Create educational content for the Scientific Python Blog#

About your organization#

With an extensive and high-quality ecosystem of libraries, scientific Python has emerged as the leading platform for data analysis. This ecosystem is sustained largely by volunteers working on independent projects with separate mailing lists, websites, roadmaps, documentation, engineering and packaging solutions, and governance structures.

The Scientific Python project aims to better coordinate the ecosystem and prepare the software projects in this ecosystem for the next decade of data science.

About your project#

Your project’s problem#

There is no shortage of blog posts around the web about how to use and explore different packages in the scientific Python ecosystem. However, some of it is outdated or incomplete, and many times doesn’t follow the best practices that would be advocated for by the maintainers of these packages.

In addition, we would like to create a central, community-driven location where Scientific Python projects can make announcements and share information.

Our project aims to be the definitive community blog—for people looking to make use of these libraries in education, research and industry, contribute to them, or maintain them—written, reviewed, and approved by the community of developers and users.

While our core projects (NumPy, SciPy, Matplotlib, scikit-image, NetworkX, etc.) will be regularly contributing content, we also would like to increase the number of contributors by providing support to newer members to generate high-quality, peer-reviewed blog posts.

Your project’s scope#

Our goal is to populate the https://blog.scientific-python.org/ website with high-quality content, reviewed and approved by the maintainers of the libraries in the ecosystem. The main goal of these documents is to centralize information relevant to all (or most) projects in the ecosystem, at the reduced cost of being maintained in one place.

This project aims to:

To ensure this project is successful, it is recommended that the technical writer has some familiarity with at least a few of Scientific Python’s core projects.

Measuring your project’s success#

We would consider the project successful if:

  • At least 3 blog posts were published on blog.scientific-python.org, by each of the technical writers.
  • Improved submission and review guide

Timeline#

We anticipate the project to be developed over six months including onboarding five technical writers, reviewing existing material, developing blog post ideas with the project mentors and blog editorial board, writing and revising the blog posts, as well as providing feedback on the submission and review process.

Dates Action Items
May Onboarding
June Review existing documentation
July Update contributor guide
August–October Create and edit content
November Project completion

Project budget#

Budget item Amount Running Total Notes/justifications
Technical writers (5) $15,000.00 $15,000.00 $3,000 / writer
TOTAL $15,000.00

Additional information#

The Scientific Python project is a new initiative, and this is our first time participating in Google Season of Docs.
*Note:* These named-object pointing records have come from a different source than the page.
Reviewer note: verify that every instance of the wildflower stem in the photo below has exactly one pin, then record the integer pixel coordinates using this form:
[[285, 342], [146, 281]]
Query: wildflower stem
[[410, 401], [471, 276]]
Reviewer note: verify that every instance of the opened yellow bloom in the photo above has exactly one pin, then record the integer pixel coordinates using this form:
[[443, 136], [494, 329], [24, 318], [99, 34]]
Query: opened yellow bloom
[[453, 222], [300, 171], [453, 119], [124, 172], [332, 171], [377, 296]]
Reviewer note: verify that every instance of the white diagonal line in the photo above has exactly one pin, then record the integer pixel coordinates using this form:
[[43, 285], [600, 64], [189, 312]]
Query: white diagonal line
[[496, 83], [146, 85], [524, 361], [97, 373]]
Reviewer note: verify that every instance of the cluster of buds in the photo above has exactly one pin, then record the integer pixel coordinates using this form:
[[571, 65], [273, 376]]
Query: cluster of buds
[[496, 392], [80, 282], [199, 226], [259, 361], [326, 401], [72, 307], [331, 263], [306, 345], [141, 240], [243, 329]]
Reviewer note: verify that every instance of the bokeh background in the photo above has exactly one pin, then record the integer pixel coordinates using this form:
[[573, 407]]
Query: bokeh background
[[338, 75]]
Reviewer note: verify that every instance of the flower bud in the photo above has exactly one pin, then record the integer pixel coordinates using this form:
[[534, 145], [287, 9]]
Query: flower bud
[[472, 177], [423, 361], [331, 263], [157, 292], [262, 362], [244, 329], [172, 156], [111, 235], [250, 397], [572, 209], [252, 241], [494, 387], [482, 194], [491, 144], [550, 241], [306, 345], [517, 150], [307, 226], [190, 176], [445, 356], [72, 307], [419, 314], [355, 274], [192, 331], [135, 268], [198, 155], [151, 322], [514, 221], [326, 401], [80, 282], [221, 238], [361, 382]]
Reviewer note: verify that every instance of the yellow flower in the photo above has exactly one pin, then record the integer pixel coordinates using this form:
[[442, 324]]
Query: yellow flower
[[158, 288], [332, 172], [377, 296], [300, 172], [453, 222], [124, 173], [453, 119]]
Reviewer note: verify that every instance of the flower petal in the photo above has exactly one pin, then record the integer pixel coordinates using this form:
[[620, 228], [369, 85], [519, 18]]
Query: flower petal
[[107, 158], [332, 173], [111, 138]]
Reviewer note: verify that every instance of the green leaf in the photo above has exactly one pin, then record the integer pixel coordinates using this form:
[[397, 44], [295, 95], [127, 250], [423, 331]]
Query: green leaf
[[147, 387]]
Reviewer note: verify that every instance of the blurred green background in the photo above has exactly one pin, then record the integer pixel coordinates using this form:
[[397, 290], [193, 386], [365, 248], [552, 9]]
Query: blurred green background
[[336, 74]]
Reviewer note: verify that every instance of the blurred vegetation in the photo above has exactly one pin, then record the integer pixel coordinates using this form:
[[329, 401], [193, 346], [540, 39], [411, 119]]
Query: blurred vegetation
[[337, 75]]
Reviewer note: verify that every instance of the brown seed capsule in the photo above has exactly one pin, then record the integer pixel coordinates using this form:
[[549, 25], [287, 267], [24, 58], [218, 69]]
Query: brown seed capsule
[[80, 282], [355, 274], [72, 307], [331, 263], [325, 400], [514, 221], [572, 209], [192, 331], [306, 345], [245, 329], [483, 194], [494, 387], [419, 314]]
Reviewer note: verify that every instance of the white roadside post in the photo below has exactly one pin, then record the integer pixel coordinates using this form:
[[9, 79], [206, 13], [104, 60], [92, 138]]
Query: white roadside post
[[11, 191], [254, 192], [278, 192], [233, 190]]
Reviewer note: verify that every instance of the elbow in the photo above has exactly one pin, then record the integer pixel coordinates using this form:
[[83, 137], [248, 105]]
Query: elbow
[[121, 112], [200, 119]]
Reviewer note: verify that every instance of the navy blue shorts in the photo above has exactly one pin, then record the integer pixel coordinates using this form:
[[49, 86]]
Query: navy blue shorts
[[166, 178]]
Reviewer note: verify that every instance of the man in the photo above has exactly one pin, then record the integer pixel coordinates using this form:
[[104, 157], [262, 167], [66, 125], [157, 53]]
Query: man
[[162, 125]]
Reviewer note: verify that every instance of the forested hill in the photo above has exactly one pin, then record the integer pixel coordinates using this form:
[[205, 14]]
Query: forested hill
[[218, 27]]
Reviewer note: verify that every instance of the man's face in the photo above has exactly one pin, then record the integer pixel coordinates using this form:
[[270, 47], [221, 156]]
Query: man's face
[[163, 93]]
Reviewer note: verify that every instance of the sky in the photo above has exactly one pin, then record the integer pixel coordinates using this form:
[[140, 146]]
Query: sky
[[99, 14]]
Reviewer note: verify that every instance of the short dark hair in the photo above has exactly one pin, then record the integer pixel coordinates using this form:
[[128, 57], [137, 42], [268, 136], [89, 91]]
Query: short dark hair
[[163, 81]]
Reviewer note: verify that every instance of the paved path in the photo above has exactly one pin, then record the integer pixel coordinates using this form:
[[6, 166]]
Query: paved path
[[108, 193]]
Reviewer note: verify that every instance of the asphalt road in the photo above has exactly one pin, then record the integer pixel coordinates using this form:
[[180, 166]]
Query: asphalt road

However, both Jarrod Millman and Ross Barnowski are established members of the Python community, with a vast collective experience in mentoring, managing and maintaining large open source projects.

Jarrod cofounded the Neuroimaging in Python project. He was the NumPy and SciPy release manager from 2007 to 2009. He cofounded NumFOCUS and served on its board from 2011 to 2015. Currently, he is the release manager of NetworkX and cofounder of the Scientific Python project.

Both mentors Jarrod and Ross have mentored many new contributors on multiple projects including NumPy, SciPy, and NetworkX. Ross has served as a co-mentor for three former GSoD students on the NumPy project, largely related to generating new content for tutorials, as well as refactoring existing user documentation.